Parábolas. Algo de Jesús’ las explicaciones del reino toman la forma de parábolas, que a veces parecen más acertijos que aclaraciones. Por ejemplo, en un momento Jesús dice,
“¿Con qué podemos comparar el reino de Dios, o qué parábola usaremos para ello? Es como una semilla de mostaza, que, cuando se siembra en la tierra, es la más pequeña de todas las semillas de la tierra; pero cuando se siembra, crece y se hace el más grande de todos los arbustos, y echa grandes ramas, para que las aves del cielo hagan nidos a su sombra” (Marcos 4:30-32).

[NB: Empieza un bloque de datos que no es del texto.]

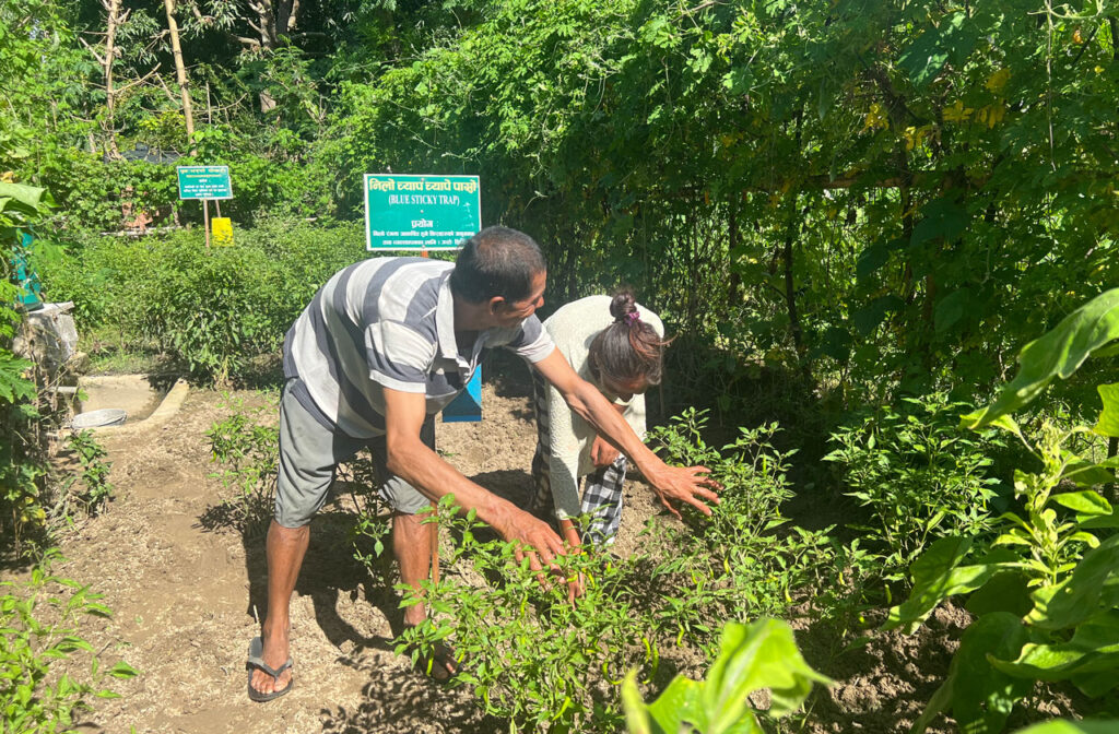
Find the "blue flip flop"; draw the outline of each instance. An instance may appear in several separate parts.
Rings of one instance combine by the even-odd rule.
[[[281,690],[273,690],[271,694],[262,694],[261,691],[253,688],[254,669],[263,670],[264,672],[272,676],[273,680],[279,680],[280,674],[291,667],[291,658],[288,658],[286,662],[284,662],[279,668],[273,669],[272,666],[264,662],[264,658],[261,657],[263,655],[264,655],[264,641],[258,637],[254,637],[253,641],[248,643],[248,660],[245,661],[245,668],[248,669],[248,697],[257,702],[265,702],[265,700],[272,700],[273,698],[279,698],[280,696],[283,696],[285,693],[291,690],[291,687],[295,685],[295,679],[292,678],[291,683],[288,684],[286,688],[282,688]]]

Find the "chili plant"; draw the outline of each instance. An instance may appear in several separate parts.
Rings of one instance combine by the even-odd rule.
[[[264,422],[262,414],[275,407],[246,407],[244,401],[228,395],[225,407],[233,412],[206,432],[210,460],[222,467],[210,476],[233,490],[223,500],[232,524],[241,530],[261,529],[272,517],[280,461],[280,431]]]
[[[109,481],[112,462],[105,461],[109,452],[93,435],[93,431],[77,431],[70,434],[67,448],[77,455],[82,467],[82,489],[75,497],[86,515],[93,516],[113,499],[113,484]],[[67,488],[74,478],[69,478]]]
[[[471,685],[486,714],[517,731],[613,732],[622,722],[615,688],[626,671],[656,671],[659,653],[633,559],[590,553],[557,558],[553,583],[518,562],[517,547],[483,542],[471,511],[439,506],[442,523],[460,536],[445,555],[451,572],[420,593],[397,586],[402,605],[424,602],[430,617],[399,638],[397,651],[413,659],[453,641],[459,672],[452,685]],[[584,593],[568,601],[563,580],[584,578]]]
[[[723,484],[722,504],[709,518],[680,530],[651,525],[651,561],[647,575],[662,600],[660,624],[676,643],[685,640],[714,652],[717,629],[712,620],[756,619],[793,603],[793,594],[833,565],[827,533],[786,529],[781,505],[793,497],[789,458],[774,448],[777,424],[740,429],[720,451],[702,437],[704,413],[689,411],[650,439],[670,463],[703,461]]]
[[[92,698],[117,698],[105,678],[137,675],[126,662],[103,669],[98,653],[78,633],[84,615],[110,617],[98,594],[55,576],[60,559],[48,550],[21,583],[0,582],[0,731],[38,734],[77,732],[74,714],[92,711]],[[59,671],[60,661],[90,660],[88,675]]]
[[[901,410],[881,407],[831,434],[836,449],[824,460],[868,511],[868,524],[850,527],[877,550],[887,581],[903,578],[939,537],[990,530],[997,480],[988,476],[988,454],[1000,441],[991,431],[960,431],[966,407],[944,394],[903,398]]]

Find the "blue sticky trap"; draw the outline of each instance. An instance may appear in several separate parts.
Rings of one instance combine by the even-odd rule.
[[[443,408],[443,423],[479,423],[482,420],[482,366],[478,365],[467,383],[467,389],[459,393]]]

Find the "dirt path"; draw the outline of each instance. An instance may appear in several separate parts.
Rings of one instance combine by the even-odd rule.
[[[483,393],[486,421],[438,424],[439,446],[468,477],[515,495],[527,488],[535,445],[527,392]],[[396,596],[352,559],[351,516],[331,506],[312,525],[292,601],[295,687],[276,702],[248,700],[244,660],[257,633],[254,605],[265,601],[263,538],[200,523],[224,491],[208,476],[205,432],[227,412],[218,393],[192,389],[161,427],[104,437],[116,500],[67,539],[59,571],[105,594],[115,615],[101,642],[142,675],[115,685],[122,698],[98,702],[90,731],[492,731],[469,693],[415,675],[393,652]],[[634,492],[648,490],[628,487]],[[629,534],[652,510],[640,500],[631,508]]]
[[[528,487],[535,426],[526,382],[486,385],[486,420],[438,424],[438,444],[466,476],[511,497]],[[258,394],[237,397],[263,404]],[[352,558],[354,515],[328,505],[312,524],[311,547],[292,601],[295,687],[254,704],[245,694],[245,652],[265,603],[263,537],[207,529],[223,492],[206,431],[229,413],[219,393],[192,389],[181,410],[142,434],[106,434],[116,500],[66,538],[56,570],[104,594],[115,617],[88,637],[106,660],[124,658],[142,675],[116,681],[122,697],[97,702],[88,732],[504,732],[481,718],[464,689],[413,672],[393,652],[395,592]],[[630,553],[658,507],[627,482],[615,552]],[[213,525],[213,524],[207,524]],[[914,638],[877,638],[834,657],[833,630],[794,622],[809,662],[837,685],[817,693],[806,732],[905,731],[947,672],[965,614],[938,612]],[[1055,707],[1053,713],[1061,711]],[[933,727],[931,732],[950,731]]]

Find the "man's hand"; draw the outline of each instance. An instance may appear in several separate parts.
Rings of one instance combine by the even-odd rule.
[[[560,520],[560,530],[567,543],[568,553],[577,554],[583,552],[582,544],[579,540],[579,530],[575,529],[575,524],[570,518]],[[575,600],[583,595],[584,582],[583,574],[575,574],[575,576],[567,580],[567,601],[570,603],[574,604]]]
[[[594,436],[594,443],[591,444],[591,461],[595,467],[609,467],[620,455],[618,449],[609,441],[600,435]]]
[[[566,549],[563,540],[547,523],[511,507],[509,514],[500,523],[493,524],[493,529],[504,539],[520,545],[516,550],[518,562],[527,555],[528,567],[533,571],[543,571],[544,566],[551,571],[558,571],[555,557],[564,555]]]
[[[711,508],[704,500],[714,505],[722,501],[715,492],[723,487],[708,476],[711,470],[706,467],[668,467],[666,464],[662,467],[664,469],[657,471],[655,476],[647,474],[646,479],[652,484],[660,504],[676,517],[679,517],[680,512],[670,501],[687,502],[708,516]]]

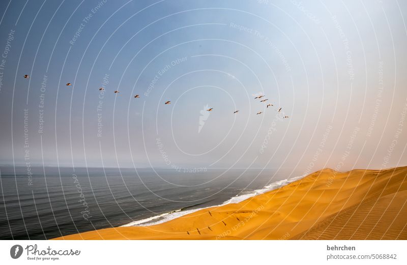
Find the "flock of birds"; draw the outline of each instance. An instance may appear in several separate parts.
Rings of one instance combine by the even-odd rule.
[[[30,76],[28,75],[24,75],[24,78],[30,78]],[[72,85],[72,84],[71,83],[67,83],[67,86]],[[105,89],[103,87],[99,87],[99,91],[102,91],[102,90],[104,90]],[[114,93],[120,93],[120,92],[118,90],[115,90],[114,91]],[[264,95],[261,95],[261,96],[257,96],[257,97],[254,98],[254,99],[261,99],[264,97],[265,97],[265,96]],[[140,97],[140,95],[138,95],[138,94],[134,96],[134,98],[139,98],[139,97]],[[268,100],[269,100],[268,99],[261,99],[261,100],[260,100],[260,102],[266,102]],[[169,104],[171,104],[171,101],[168,100],[167,101],[165,101],[165,102],[164,104],[164,105],[169,105]],[[269,108],[269,107],[271,107],[271,106],[274,106],[272,104],[268,104],[266,105],[266,108]],[[280,108],[278,109],[278,110],[277,110],[277,112],[280,112],[281,111],[281,109],[282,108]],[[212,111],[213,109],[213,108],[210,108],[207,109],[207,111]],[[239,110],[235,110],[233,113],[234,113],[234,114],[236,114],[236,113],[237,113],[238,112],[239,112]],[[258,115],[259,114],[261,114],[262,113],[263,113],[263,111],[259,111],[259,112],[258,112],[257,113],[256,113],[256,115]],[[288,116],[286,115],[286,116],[284,116],[283,117],[283,118],[287,118],[287,117],[288,117]]]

Esta parábola, un símil animado, nos habla sobre el reino de Dios proporcionando una imagen vívida de su tamaño paradójico. Comienza como una pequeña semilla, pero termina como una planta gigante. Mientras que muchos judíos en la época de Jesús esperaban que el reino de Dios apareciera en toda su grandeza, Jesús revela que comienza como la más pequeña de las semillas. La extensión total del reino de Dios solo se revelará más adelante.
Observe, una vez más, cómo Jesús’ La parábola de la semilla de mostaza es coherente con la profecía del Antiguo Testamento. A través de Ezequiel, Dios dijo una vez:
Yo mismo tomaré un retoño
de la copa alta de un cedro;
lo pondré fuera.
Lo haré corta uno tierno
de lo más alto de sus renuevos;
yo mismo lo plantaré
en un monte alto y empinado.
En la altura del monte de Israel
La plantaré,
para que eche ramas y dé fruto,
y se convierta en un cedro noble.
Debajo de ella habitará toda especie de ave;
en el a la sombra de sus ramas anidarán
criaturas aladas de toda especie. (Ezequiel 17:22-23)
Mientras que Ezequiel habló de una diminuta ramita de cedro que creció hasta convertirse en un cedro noble en el que anidarían los pájaros, Jesús usó la semilla de mostaza para señalar algo similar acerca de el reino de Dios. Aunque comienza humildemente, en Jesús’ propio ministerio, algún día será gloriosamente grande, un lugar de descanso para toda la creación.
Para resumir lo que hemos visto hasta ahora, Jesús anuncia la presencia del reino de Dios a través de declaraciones básicas, explicaciones, y parábolas. Sin embargo, sus palabras, por importantes que sean, no agotan a Jesús’ medios para anunciar el reino. Junto a las palabras de Jesús encontramos sus obras, sus acciones que anunciaron dramáticamente la venida del reino de Dios. A estas acciones me referiré en mi próxima publicación.